Scholars from the University of Minnesota and Augsburg University have analyzed over 1.4 million historic Minneapolis housing deeds and found racist language in over 20,000 documents. While these racial covenants forbidding the sale of property to people of color are no longer legally enforceable, researchers hope documenting this side of the city’s history will influence urban planning in years to come.
Inspired by a smaller mapping project in Seattle, the Mapping Prejudice Project, launched by Augsburg faculty member and project director Kirsten Delegard in 2016, seeks to find and map housing deeds — documents that govern real estate transfers — containing racist language in Hennepin County.
“I was particularly interested in what seems like a conundrum with Minneapolis. Minneapolis is hailed as this model metropolis,” Delegard said, adding that the city is known for having quality parks and schools. “Yet we have the highest racial disparities in the country.”
Many of these deeds contain language barring the land that houses sit on from being sold or rented to people of color. Violation of these deeds was a serious matter during the 20th century, as those who didn’t abide by the racial covenants could lose their land and homes, said Penny Petersen, the project's property records specialist.
Mapping these deeds, which are dated between 1900 and 1960, requires resources from the extensive mapping collection housed at the University’s John R. Borchert Mapping Library. The collection contains historic maps essential to finding these housing lots that may no longer exist, she said.
Petersen, who analyzed a batch of 10,000 housing deeds and found 1,500 instances of these racial covenants in the project’s early stages, said the fact that Hennepin County has digitized historical housing records, unlike neighboring counties, means the researchers’ task can be more easily accomplished.
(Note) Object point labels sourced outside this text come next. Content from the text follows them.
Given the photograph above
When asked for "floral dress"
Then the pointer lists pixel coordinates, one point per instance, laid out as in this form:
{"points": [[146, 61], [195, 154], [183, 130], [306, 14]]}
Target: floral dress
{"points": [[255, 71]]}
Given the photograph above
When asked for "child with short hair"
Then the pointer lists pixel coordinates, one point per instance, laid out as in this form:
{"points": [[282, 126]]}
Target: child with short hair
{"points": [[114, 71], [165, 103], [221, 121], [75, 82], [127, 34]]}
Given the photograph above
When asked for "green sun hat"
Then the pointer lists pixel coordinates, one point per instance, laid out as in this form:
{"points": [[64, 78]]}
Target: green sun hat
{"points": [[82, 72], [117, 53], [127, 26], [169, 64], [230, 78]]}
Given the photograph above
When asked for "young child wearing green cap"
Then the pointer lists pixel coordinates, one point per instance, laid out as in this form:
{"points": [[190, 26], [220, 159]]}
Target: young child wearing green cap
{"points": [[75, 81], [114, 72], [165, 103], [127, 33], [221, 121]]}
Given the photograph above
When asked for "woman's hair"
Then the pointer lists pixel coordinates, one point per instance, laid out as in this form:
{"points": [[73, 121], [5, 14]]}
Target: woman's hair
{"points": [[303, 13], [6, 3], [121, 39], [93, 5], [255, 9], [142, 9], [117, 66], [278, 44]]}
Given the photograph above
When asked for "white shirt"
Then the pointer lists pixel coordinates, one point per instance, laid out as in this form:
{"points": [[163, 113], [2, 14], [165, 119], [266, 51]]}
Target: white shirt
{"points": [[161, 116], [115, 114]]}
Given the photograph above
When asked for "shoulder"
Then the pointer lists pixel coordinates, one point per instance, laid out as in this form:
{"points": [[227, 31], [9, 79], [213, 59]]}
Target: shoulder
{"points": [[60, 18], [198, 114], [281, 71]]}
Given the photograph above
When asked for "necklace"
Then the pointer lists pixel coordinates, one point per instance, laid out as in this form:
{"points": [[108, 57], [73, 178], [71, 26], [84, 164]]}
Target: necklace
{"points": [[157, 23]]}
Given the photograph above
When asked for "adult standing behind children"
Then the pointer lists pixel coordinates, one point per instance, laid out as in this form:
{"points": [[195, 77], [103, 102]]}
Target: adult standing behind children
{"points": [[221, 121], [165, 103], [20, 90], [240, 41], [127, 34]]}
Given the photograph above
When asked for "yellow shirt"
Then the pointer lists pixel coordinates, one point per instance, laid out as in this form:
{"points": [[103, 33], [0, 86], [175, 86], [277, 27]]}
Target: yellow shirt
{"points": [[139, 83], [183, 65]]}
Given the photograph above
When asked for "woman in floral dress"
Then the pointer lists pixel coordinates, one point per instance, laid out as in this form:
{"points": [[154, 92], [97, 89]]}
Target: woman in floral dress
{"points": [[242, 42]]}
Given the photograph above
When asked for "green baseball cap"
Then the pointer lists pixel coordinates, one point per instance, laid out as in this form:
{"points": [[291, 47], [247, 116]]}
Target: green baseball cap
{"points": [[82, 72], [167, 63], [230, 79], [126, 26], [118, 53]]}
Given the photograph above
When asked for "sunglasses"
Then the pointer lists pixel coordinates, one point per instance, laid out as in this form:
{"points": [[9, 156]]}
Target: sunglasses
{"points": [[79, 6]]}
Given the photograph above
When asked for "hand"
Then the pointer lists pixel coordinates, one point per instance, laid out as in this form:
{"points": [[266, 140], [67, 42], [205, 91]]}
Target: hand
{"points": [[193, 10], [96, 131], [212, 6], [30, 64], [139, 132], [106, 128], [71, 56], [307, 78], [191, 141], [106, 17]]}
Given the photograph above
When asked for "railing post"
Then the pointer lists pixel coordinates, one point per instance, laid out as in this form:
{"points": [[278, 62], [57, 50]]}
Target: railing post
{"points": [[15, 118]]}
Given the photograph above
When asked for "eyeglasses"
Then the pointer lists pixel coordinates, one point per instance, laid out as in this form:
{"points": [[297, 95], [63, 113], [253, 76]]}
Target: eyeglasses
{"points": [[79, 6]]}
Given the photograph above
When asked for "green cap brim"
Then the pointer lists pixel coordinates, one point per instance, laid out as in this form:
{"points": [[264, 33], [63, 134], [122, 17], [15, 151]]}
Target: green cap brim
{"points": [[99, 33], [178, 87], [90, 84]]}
The team finds racist language by scanning these digitized records with a specialized software, said Kevin Ehrman-Solberg, Mapping Prejudice Project project manager and University graduate student.
“Reading through all of those [deeds] is just not practical. You would need an army of undergraduates, a seven-figure grant and 30 years, and then maybe you could find all of these restrictions,” he said.
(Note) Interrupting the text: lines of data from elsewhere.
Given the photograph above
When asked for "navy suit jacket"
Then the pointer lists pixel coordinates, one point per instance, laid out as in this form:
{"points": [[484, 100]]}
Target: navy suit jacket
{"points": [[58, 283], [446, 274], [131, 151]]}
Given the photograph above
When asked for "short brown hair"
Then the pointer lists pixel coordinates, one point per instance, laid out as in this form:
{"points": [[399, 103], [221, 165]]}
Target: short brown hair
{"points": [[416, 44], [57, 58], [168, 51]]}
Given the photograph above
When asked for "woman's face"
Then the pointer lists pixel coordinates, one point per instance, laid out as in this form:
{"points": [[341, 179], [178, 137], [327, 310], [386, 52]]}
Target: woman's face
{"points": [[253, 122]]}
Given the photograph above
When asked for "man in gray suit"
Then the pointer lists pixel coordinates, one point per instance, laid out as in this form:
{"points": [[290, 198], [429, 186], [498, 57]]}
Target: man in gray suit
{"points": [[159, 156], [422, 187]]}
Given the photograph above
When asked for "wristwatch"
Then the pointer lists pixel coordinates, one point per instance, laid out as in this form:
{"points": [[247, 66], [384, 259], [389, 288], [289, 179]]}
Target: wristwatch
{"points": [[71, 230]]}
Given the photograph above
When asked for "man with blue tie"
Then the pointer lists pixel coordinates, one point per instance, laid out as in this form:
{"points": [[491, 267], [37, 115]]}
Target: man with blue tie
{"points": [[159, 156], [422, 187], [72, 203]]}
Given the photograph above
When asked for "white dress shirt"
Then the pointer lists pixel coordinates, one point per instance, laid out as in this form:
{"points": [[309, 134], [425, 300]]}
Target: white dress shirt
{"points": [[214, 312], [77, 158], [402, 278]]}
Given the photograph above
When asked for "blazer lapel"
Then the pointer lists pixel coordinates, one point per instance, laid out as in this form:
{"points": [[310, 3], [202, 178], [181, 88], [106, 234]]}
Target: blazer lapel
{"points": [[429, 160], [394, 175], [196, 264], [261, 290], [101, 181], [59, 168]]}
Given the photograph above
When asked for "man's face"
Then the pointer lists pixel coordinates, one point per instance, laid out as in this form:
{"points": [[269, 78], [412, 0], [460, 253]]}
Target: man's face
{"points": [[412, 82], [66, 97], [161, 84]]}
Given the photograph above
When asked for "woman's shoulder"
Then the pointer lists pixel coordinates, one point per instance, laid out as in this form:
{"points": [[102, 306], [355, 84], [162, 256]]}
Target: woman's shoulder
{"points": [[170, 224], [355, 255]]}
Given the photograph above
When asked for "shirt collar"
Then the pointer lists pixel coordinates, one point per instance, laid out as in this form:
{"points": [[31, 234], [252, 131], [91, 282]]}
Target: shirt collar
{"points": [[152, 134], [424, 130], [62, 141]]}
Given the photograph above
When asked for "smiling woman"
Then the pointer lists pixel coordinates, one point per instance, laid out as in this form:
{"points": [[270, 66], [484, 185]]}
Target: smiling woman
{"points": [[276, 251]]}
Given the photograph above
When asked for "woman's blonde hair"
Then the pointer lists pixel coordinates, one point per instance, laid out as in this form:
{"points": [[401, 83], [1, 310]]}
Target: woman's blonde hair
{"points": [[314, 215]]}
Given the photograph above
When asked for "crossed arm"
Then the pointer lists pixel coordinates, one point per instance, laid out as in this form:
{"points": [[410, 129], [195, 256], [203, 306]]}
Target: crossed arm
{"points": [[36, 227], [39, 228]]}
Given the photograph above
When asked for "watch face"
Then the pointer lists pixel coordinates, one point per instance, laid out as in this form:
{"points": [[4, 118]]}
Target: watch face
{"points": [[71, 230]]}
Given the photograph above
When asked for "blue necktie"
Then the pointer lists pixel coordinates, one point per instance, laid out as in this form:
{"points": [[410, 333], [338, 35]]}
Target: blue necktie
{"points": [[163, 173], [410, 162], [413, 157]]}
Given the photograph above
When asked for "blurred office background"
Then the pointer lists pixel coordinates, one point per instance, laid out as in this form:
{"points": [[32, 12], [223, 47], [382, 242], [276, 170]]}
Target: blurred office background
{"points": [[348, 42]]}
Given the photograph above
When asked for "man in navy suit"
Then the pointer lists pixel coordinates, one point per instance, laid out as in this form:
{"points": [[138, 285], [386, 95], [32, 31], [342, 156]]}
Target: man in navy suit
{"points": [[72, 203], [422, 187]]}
Since each deed requires three readings before it can be mapped, which is a time-consuming process, researchers have turned to volunteers to manage the workload, Erhman-Solberg said.
About 275 volunteers have signed up through a crowdsourcing platform to sift through deeds, Delegard said.
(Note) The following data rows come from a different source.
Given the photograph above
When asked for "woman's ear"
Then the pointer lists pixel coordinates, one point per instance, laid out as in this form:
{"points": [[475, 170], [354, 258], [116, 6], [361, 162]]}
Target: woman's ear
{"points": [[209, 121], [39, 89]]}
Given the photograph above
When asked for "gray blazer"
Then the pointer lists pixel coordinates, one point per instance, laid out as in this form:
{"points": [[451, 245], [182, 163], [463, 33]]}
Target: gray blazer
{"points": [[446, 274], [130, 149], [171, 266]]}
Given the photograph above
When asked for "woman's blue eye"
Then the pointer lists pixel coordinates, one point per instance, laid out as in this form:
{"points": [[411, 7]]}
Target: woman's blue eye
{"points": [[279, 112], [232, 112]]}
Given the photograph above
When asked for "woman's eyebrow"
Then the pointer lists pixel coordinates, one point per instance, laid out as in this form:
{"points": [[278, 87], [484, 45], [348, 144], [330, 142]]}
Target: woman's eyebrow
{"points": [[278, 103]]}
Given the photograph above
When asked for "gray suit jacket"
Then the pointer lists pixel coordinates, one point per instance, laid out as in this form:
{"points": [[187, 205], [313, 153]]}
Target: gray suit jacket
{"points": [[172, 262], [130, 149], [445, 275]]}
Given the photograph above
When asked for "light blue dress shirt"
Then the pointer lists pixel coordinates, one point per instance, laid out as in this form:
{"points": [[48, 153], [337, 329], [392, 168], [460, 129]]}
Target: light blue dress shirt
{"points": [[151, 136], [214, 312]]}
The group plans to map Minneapolis by the end of 2017 and all of Hennepin County next year.
While the language in these deeds isn’t legally enforceable today, these racial covenants had a lasting impact in racial distribution across Minneapolis neighborhoods.
“Racial covenants … made it so that if you were black in the 20th century in Minneapolis, you couldn’t buy a home. You had to rent. Large swaths are covered by covenants,” Erhman-Solberg said, adding that as a result, many historically white neighborhoods are still mostly occupied by white homeowners.
Researchers also hope this data set will inform public officials’ decisions and lead to more inclusive housing and zoning policies in the future.
“If we can change this grand narrative — the narrative that Minneapolis never had racism, that there’s always been equal opportunity, that this happened by accident that we do have these racial disparities — we need to change that before we’ll have the political leverage to change policy,” Delegard said.
Correction: A previous version of this article misspelled Kirsten Delegard's name.